O governo (e os contribuintes…), as empresas e as famílias sofrem muito com a falta do dinheiro direcionado ao pagamento de juros. São recursos que saem da economia produtiva e alimentam a ciranda financeira. Os efeitos das altas taxas são perversos: só em 2017, o setor público pagou R$ 400,8 bilhões em juros (União, R$ 341 bilhões; estados e municípios, R$ 59,9 bilhões) e as empresas e famílias, R$ 789,9 bilhões, quase o dobro. Nada pode justificar juros acima de 300% ao ano em linhas como a do cheque especial e rotativo do cartão de crédito, como ocorreu em 2017. A prática de juros básicos elevados por tantos anos, além de impactar todas as outras taxas, limita e onera muito os investimentos produtivos, torna insuportável o custeio das empresas, desestimula o consumo, amplia a inadimplência e engessa a economia.
A decisão do Copom de reduzir paulatinamente a Selic, agora em 6,75%, menor taxa desde 1999, é positiva, assim como a agenda BC + voltada à revisão de questões estruturais do Banco Central e do Sistema Financeiro. Ainda assim, temos um dos juros básicos mais elevados do mundo. Além disso, a redução da Selic não chegou com a mesma intensidade às taxas e spreads do sistema financeiro junto aos tomadores finais, principalmente pessoas jurídicas. Caso isso continue ocorrendo, poderá ficar comprometida a expectativa de que o volume de crédito cresça entre 3% e 5% em 2018, o que seria a primeira variação positiva em dois anos.

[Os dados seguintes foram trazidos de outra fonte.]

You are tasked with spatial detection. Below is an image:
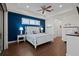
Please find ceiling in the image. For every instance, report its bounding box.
[6,3,79,17]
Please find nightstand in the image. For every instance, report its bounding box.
[17,34,26,43]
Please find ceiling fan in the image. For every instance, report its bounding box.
[38,5,53,14]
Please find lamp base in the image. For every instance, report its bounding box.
[20,31,23,35]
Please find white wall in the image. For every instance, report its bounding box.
[45,18,54,34]
[46,7,79,38]
[45,15,63,38]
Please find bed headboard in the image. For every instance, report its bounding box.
[25,26,40,34]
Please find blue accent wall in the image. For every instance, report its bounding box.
[8,11,45,41]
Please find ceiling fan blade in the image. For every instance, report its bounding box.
[41,5,46,10]
[46,10,51,12]
[46,9,53,12]
[46,6,52,9]
[50,9,54,11]
[42,10,45,14]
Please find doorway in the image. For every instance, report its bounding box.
[0,4,4,55]
[0,3,7,55]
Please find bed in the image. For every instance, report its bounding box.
[25,26,53,48]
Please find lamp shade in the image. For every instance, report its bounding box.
[41,27,43,30]
[19,27,23,31]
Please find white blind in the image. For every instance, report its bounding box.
[35,20,40,25]
[29,20,35,25]
[22,18,40,25]
[22,18,30,24]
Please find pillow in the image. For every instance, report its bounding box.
[32,31,37,34]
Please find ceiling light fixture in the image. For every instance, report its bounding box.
[26,5,30,8]
[59,5,63,8]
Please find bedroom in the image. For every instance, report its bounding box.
[1,3,79,56]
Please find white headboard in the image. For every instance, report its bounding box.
[25,26,40,34]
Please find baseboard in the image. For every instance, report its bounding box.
[8,40,17,44]
[8,40,24,44]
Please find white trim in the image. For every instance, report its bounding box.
[8,40,17,44]
[8,40,25,44]
[0,51,1,54]
[4,12,8,49]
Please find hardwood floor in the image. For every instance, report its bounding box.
[3,37,66,56]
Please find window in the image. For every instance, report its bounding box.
[22,18,40,25]
[29,20,35,25]
[35,20,40,25]
[22,18,30,24]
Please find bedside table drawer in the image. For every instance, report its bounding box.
[17,35,26,43]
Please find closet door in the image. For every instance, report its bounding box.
[0,4,3,53]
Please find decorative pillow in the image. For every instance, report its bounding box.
[32,31,37,34]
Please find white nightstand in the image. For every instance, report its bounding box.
[17,34,26,43]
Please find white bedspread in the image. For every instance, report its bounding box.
[26,33,53,48]
[27,33,49,40]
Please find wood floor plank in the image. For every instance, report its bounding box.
[3,37,66,56]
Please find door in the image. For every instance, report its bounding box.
[0,4,3,54]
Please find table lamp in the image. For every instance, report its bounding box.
[19,27,23,35]
[40,27,43,33]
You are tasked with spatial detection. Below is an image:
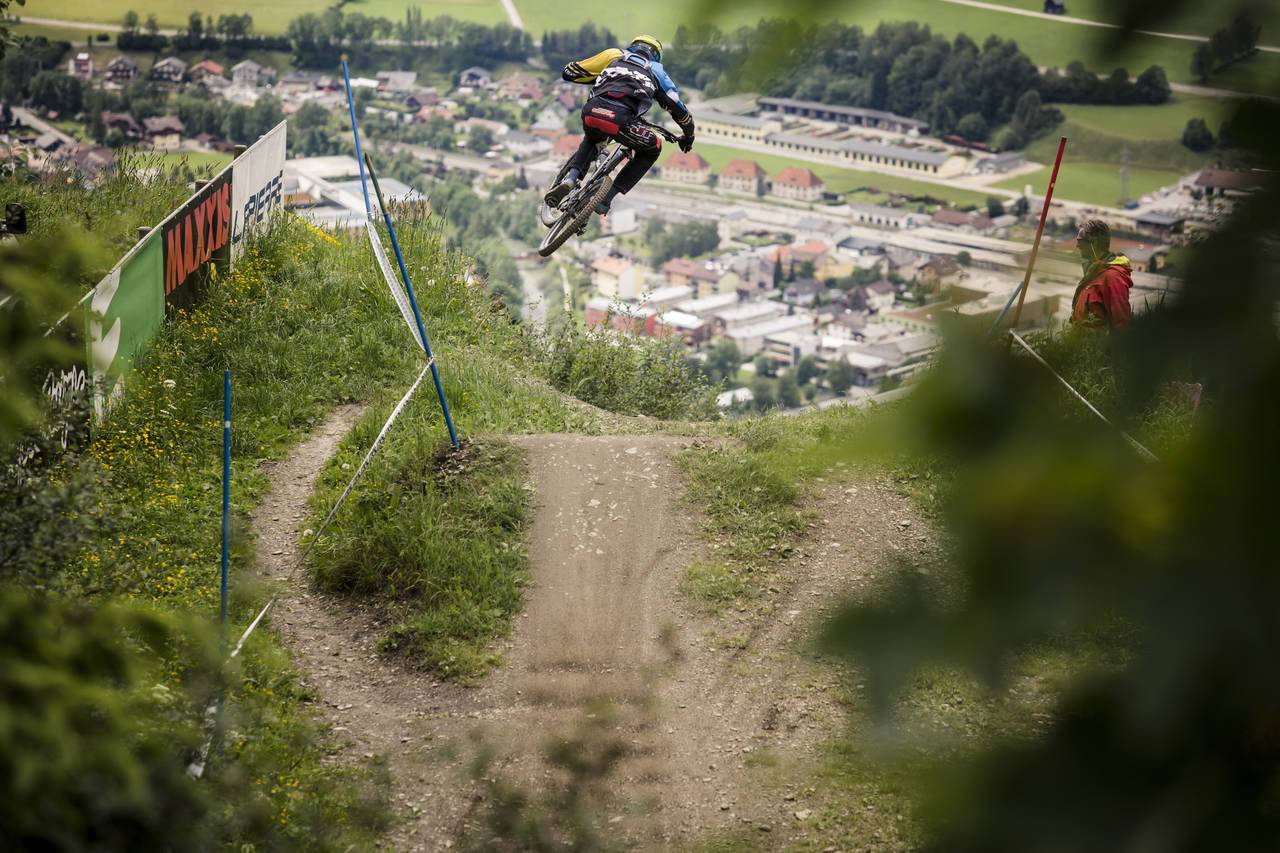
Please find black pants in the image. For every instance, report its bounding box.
[565,95,662,194]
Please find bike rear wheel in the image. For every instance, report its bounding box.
[537,176,612,258]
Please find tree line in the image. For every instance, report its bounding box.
[285,10,531,71]
[663,20,1169,147]
[116,10,289,53]
[1191,13,1263,83]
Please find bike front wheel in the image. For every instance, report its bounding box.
[537,177,612,258]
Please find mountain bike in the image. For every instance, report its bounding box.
[537,120,680,258]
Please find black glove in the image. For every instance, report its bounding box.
[678,133,694,153]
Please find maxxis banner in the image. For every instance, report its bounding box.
[84,120,287,418]
[162,168,232,312]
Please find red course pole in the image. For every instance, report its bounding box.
[989,136,1068,336]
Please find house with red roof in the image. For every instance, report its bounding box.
[661,150,712,185]
[770,167,825,202]
[188,59,226,83]
[719,159,766,195]
[662,258,741,299]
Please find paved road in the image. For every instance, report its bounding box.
[1168,81,1280,103]
[939,0,1280,53]
[11,106,78,146]
[499,0,524,30]
[13,15,179,35]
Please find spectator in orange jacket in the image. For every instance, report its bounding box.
[1071,218,1133,331]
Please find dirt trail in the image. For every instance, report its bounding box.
[255,415,928,850]
[252,405,479,849]
[255,424,711,848]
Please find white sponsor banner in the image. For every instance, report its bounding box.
[230,121,287,260]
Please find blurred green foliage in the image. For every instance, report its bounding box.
[0,587,212,849]
[0,227,103,452]
[818,100,1280,853]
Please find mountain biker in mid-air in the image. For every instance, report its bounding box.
[543,35,695,216]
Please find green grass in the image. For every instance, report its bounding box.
[19,0,505,34]
[150,149,235,172]
[309,434,533,681]
[675,334,1192,852]
[2,149,190,272]
[664,141,990,206]
[523,0,1280,94]
[41,216,431,848]
[976,0,1280,42]
[544,322,719,419]
[24,0,1280,94]
[1058,94,1232,141]
[1054,96,1233,144]
[679,560,749,613]
[996,158,1185,206]
[991,94,1225,205]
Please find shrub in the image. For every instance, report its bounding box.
[1181,117,1215,152]
[0,586,213,849]
[544,323,717,420]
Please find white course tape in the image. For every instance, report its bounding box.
[368,220,424,353]
[1009,331,1159,462]
[189,363,430,781]
[186,598,278,780]
[302,363,432,561]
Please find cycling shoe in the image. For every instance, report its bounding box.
[544,178,577,207]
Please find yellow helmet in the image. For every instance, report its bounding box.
[629,34,663,61]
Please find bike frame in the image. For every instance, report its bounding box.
[537,120,681,256]
[542,120,679,226]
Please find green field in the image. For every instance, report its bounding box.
[1058,94,1230,141]
[977,0,1280,42]
[19,0,1280,94]
[523,0,1280,93]
[659,140,991,206]
[995,158,1184,206]
[17,0,505,34]
[150,150,234,170]
[14,20,295,72]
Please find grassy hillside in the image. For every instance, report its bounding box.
[996,158,1186,206]
[18,0,506,33]
[523,0,1280,93]
[21,0,1280,94]
[976,0,1280,40]
[1057,94,1231,141]
[0,146,718,846]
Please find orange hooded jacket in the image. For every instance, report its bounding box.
[1071,254,1133,331]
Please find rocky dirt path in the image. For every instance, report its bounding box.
[255,415,930,850]
[252,405,481,850]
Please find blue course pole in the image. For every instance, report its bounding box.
[363,153,460,448]
[220,369,231,637]
[341,55,461,450]
[340,57,373,219]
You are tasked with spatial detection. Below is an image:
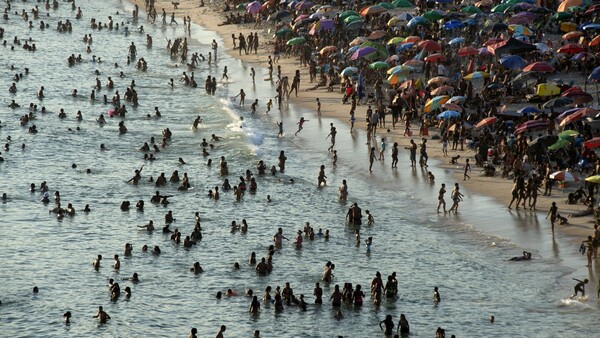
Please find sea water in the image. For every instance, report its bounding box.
[0,1,597,337]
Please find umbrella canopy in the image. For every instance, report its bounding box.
[515,120,548,134]
[589,66,600,81]
[449,37,465,45]
[350,46,377,60]
[491,37,537,55]
[368,30,386,40]
[407,16,430,27]
[443,20,463,30]
[338,10,360,20]
[360,5,387,16]
[558,0,587,12]
[418,40,441,52]
[523,61,555,72]
[368,61,390,70]
[387,37,405,45]
[448,95,466,103]
[562,31,583,40]
[319,45,337,55]
[458,46,479,56]
[462,5,481,13]
[424,95,450,112]
[405,36,422,43]
[286,36,306,45]
[585,175,600,183]
[442,103,463,111]
[340,66,359,76]
[500,55,526,69]
[387,72,408,85]
[464,71,490,80]
[584,137,600,150]
[393,0,414,7]
[428,76,450,85]
[423,10,444,21]
[518,106,542,114]
[475,116,497,129]
[528,135,558,149]
[543,97,573,109]
[343,15,362,24]
[548,139,572,151]
[387,65,412,75]
[431,85,454,95]
[377,2,396,9]
[295,1,313,10]
[424,53,446,62]
[246,1,262,14]
[275,27,293,37]
[549,170,579,181]
[559,110,587,126]
[557,43,585,54]
[437,110,461,119]
[509,24,534,36]
[558,130,579,139]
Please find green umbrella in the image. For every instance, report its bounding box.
[378,2,395,9]
[491,3,512,13]
[236,3,246,10]
[551,12,573,21]
[338,10,359,21]
[567,6,585,12]
[276,27,292,37]
[505,0,530,4]
[286,36,306,46]
[369,61,390,70]
[344,15,362,24]
[461,5,481,14]
[548,138,571,151]
[392,0,414,8]
[558,130,578,139]
[387,36,405,45]
[423,10,443,21]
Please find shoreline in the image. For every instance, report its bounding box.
[138,0,596,245]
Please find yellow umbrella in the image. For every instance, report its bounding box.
[558,0,585,12]
[320,46,337,55]
[387,72,407,85]
[387,37,405,45]
[585,175,600,184]
[386,65,412,75]
[387,17,401,26]
[560,22,578,32]
[424,95,450,112]
[463,71,490,80]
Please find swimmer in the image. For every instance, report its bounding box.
[138,220,154,232]
[572,278,589,298]
[92,254,102,270]
[63,311,71,325]
[509,251,531,261]
[92,306,111,324]
[366,210,374,225]
[433,287,441,303]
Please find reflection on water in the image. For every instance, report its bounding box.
[0,0,597,337]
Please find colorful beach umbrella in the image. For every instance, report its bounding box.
[407,16,430,28]
[418,40,441,52]
[368,61,389,70]
[475,116,497,129]
[585,175,600,183]
[392,0,414,7]
[428,76,450,85]
[557,43,585,54]
[549,170,579,181]
[522,61,555,72]
[360,5,387,16]
[463,71,490,80]
[424,53,446,62]
[458,46,479,56]
[431,85,454,95]
[589,66,600,81]
[449,37,465,45]
[319,45,337,55]
[387,37,405,45]
[509,24,534,36]
[350,46,377,60]
[423,10,444,21]
[246,1,262,14]
[584,137,600,150]
[437,110,461,119]
[500,55,526,69]
[424,95,450,112]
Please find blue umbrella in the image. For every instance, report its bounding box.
[582,23,600,31]
[437,110,461,119]
[463,18,478,26]
[407,16,429,28]
[396,42,414,52]
[500,55,526,69]
[443,20,463,30]
[397,12,413,21]
[517,106,541,115]
[448,37,465,45]
[341,66,358,76]
[589,66,600,81]
[347,45,361,54]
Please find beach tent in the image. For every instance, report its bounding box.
[490,37,537,55]
[536,83,560,97]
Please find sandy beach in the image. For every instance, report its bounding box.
[139,0,598,243]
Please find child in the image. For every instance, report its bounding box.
[276,121,283,137]
[463,158,471,180]
[251,99,258,114]
[332,150,337,168]
[316,98,321,116]
[379,138,385,161]
[266,99,272,114]
[349,111,356,132]
[572,278,589,297]
[366,210,374,225]
[442,135,448,157]
[365,236,372,252]
[355,229,361,246]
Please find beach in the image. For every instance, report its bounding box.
[0,0,599,337]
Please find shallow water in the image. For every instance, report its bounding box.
[0,1,598,337]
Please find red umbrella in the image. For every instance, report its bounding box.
[424,53,446,62]
[584,137,600,150]
[475,116,497,129]
[557,43,585,54]
[515,120,548,134]
[418,40,441,52]
[574,107,599,116]
[522,61,555,72]
[559,110,586,127]
[458,46,478,56]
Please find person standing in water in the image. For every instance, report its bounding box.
[437,183,447,213]
[546,201,558,234]
[295,117,308,136]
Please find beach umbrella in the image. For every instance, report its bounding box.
[423,10,444,21]
[558,130,579,139]
[492,22,509,32]
[295,1,313,10]
[458,46,479,56]
[387,37,405,45]
[431,85,454,95]
[559,110,587,126]
[509,24,534,36]
[269,10,291,21]
[368,30,386,40]
[543,97,573,109]
[443,20,463,30]
[448,95,466,103]
[286,36,306,46]
[393,0,414,8]
[315,5,334,13]
[309,12,325,19]
[492,3,512,12]
[582,23,600,31]
[294,14,310,22]
[449,37,465,45]
[387,72,408,85]
[589,35,600,47]
[508,16,534,25]
[378,2,396,9]
[475,116,497,129]
[246,1,262,14]
[500,55,526,69]
[387,65,412,75]
[589,66,600,81]
[397,42,415,52]
[534,42,552,53]
[584,137,600,150]
[338,10,360,20]
[424,53,446,62]
[437,110,461,119]
[522,61,555,72]
[515,120,548,134]
[585,175,600,183]
[560,22,578,32]
[424,95,450,112]
[461,5,481,13]
[396,13,414,21]
[368,61,390,70]
[562,31,583,40]
[427,76,450,85]
[404,36,422,43]
[319,45,337,55]
[442,103,463,111]
[464,71,490,80]
[407,16,430,28]
[349,36,368,46]
[549,170,579,181]
[350,46,377,60]
[387,17,402,26]
[483,37,504,46]
[343,15,362,24]
[528,135,558,149]
[345,20,365,30]
[517,106,541,114]
[340,66,358,76]
[558,43,584,54]
[275,27,293,37]
[403,59,423,67]
[463,18,479,27]
[360,5,387,16]
[418,40,441,52]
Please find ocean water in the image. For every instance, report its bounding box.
[0,1,598,337]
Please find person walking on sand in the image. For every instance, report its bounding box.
[295,117,308,136]
[546,201,558,234]
[379,138,386,161]
[463,159,471,180]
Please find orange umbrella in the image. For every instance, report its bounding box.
[589,35,600,47]
[424,53,446,62]
[560,110,586,127]
[562,31,583,40]
[475,117,497,129]
[368,30,386,40]
[458,46,478,56]
[320,46,337,55]
[430,85,454,95]
[558,0,585,12]
[404,36,422,43]
[360,5,387,16]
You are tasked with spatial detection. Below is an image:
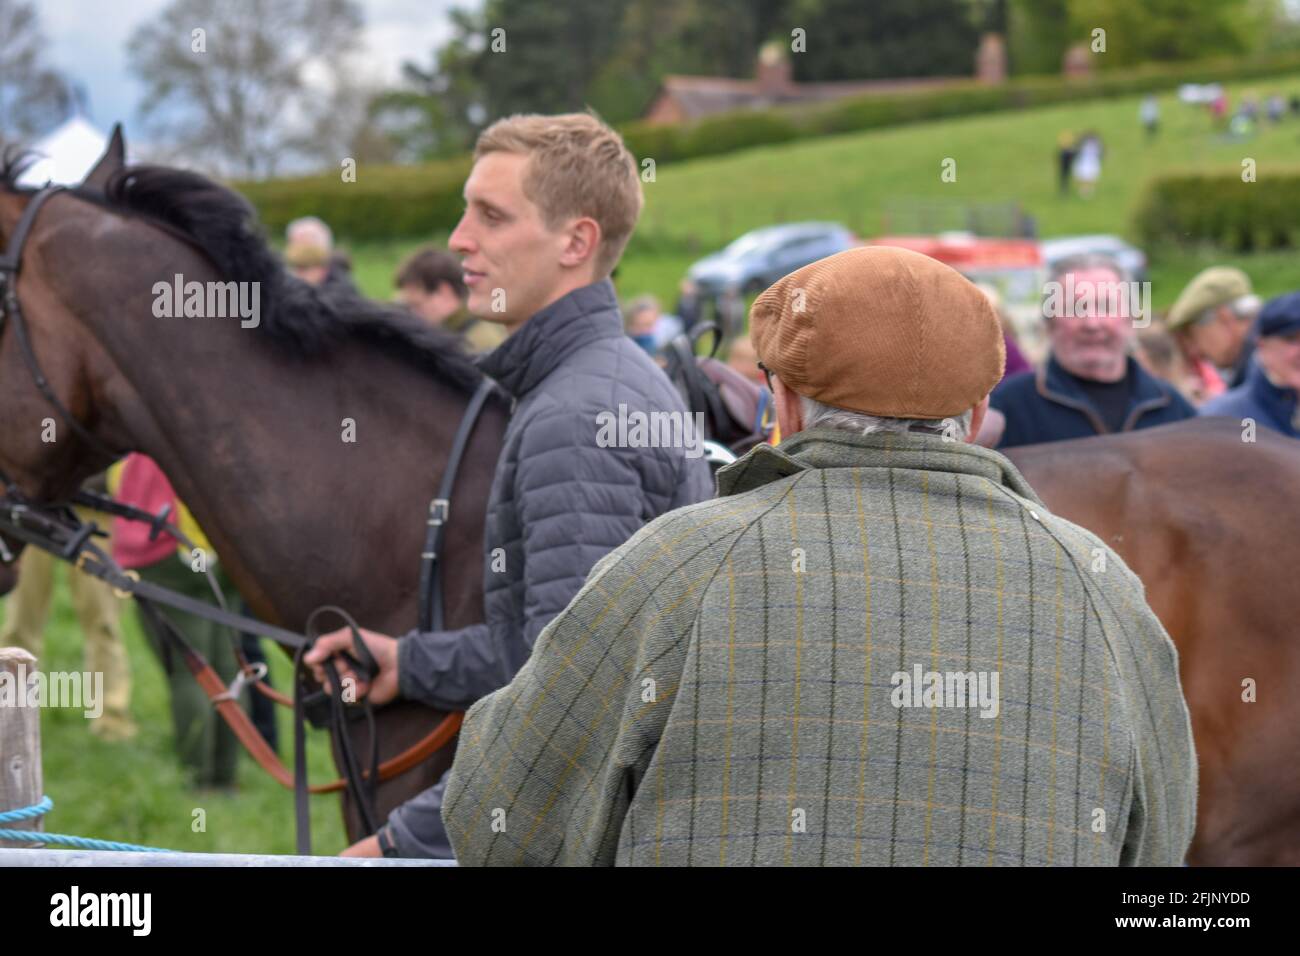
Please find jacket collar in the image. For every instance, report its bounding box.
[1246,362,1300,432]
[717,427,1044,504]
[1228,340,1255,389]
[476,279,623,398]
[1036,353,1170,433]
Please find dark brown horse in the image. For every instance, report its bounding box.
[1006,418,1300,866]
[0,137,507,844]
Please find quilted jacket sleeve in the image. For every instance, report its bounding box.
[396,622,501,712]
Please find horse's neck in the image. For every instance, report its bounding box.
[0,192,25,243]
[96,303,440,629]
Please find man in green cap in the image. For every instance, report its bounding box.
[1167,266,1261,390]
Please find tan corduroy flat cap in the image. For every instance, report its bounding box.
[749,246,1005,419]
[1166,266,1254,331]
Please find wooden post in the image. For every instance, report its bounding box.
[0,647,43,848]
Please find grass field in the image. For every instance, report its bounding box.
[1,566,348,855]
[346,75,1300,312]
[8,73,1300,856]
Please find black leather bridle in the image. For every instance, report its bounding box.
[0,182,493,853]
[0,186,126,494]
[0,185,120,570]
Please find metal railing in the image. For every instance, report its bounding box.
[0,848,455,866]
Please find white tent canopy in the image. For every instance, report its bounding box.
[15,116,117,188]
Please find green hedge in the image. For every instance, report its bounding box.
[235,156,472,243]
[620,51,1300,159]
[1135,170,1300,252]
[236,51,1300,242]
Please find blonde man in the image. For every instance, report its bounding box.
[306,112,713,857]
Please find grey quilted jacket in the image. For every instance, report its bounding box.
[385,278,714,856]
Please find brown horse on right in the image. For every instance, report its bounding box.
[1007,417,1300,866]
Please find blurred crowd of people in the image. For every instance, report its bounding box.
[1219,89,1300,138]
[1051,87,1300,204]
[616,251,1300,452]
[621,251,1300,451]
[283,213,1296,454]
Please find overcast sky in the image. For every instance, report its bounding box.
[38,0,469,133]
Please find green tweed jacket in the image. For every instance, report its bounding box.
[442,428,1198,866]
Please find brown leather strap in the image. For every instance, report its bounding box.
[182,635,462,793]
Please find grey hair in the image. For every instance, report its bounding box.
[1194,294,1260,328]
[800,395,973,442]
[1042,253,1134,324]
[1046,252,1132,286]
[286,216,334,249]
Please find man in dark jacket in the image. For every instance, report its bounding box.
[304,112,714,857]
[1201,290,1300,439]
[992,254,1195,448]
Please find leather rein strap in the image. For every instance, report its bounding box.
[0,184,490,853]
[419,378,494,632]
[0,453,468,853]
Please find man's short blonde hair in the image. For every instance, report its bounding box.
[475,111,643,279]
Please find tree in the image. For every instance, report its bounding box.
[475,0,631,117]
[789,0,983,81]
[370,6,491,162]
[1007,0,1071,74]
[966,0,1010,34]
[1065,0,1262,67]
[1256,0,1300,54]
[589,0,793,123]
[0,0,71,139]
[375,0,643,155]
[127,0,370,178]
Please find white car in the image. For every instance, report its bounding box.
[687,222,859,296]
[1178,83,1224,105]
[1039,235,1148,281]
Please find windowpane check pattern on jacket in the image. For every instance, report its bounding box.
[443,428,1197,866]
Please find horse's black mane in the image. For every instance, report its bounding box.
[1,144,483,395]
[0,145,40,192]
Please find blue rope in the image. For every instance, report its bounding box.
[0,795,51,824]
[0,796,176,853]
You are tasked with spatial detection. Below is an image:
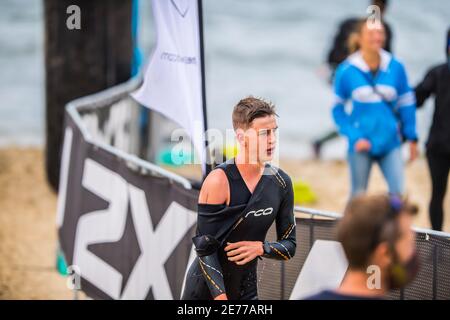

Os números são inquestionáveis ao apontarem a premência de, paralelamente às reformas estruturais (previdenciária, tributária e política), se reduzirem substancialmente os juros, sem voluntarismos e prestidigitações, pois as altas taxas têm sido letais para a economia produtiva, os investimentos das empresas não financeiras e o mercado de trabalho. Há diagnósticos suficientes e competência adquirida para que se estabeleça uma cruzada pela normalidade das taxas de juros e do crédito. Nesse sentido, muito ajudarão as novas tecnologias, as quais permitirão, provavelmente, maior competição no mercado financeiro e novas formas e maneiras de fazer o crédito chegar ao tomador final.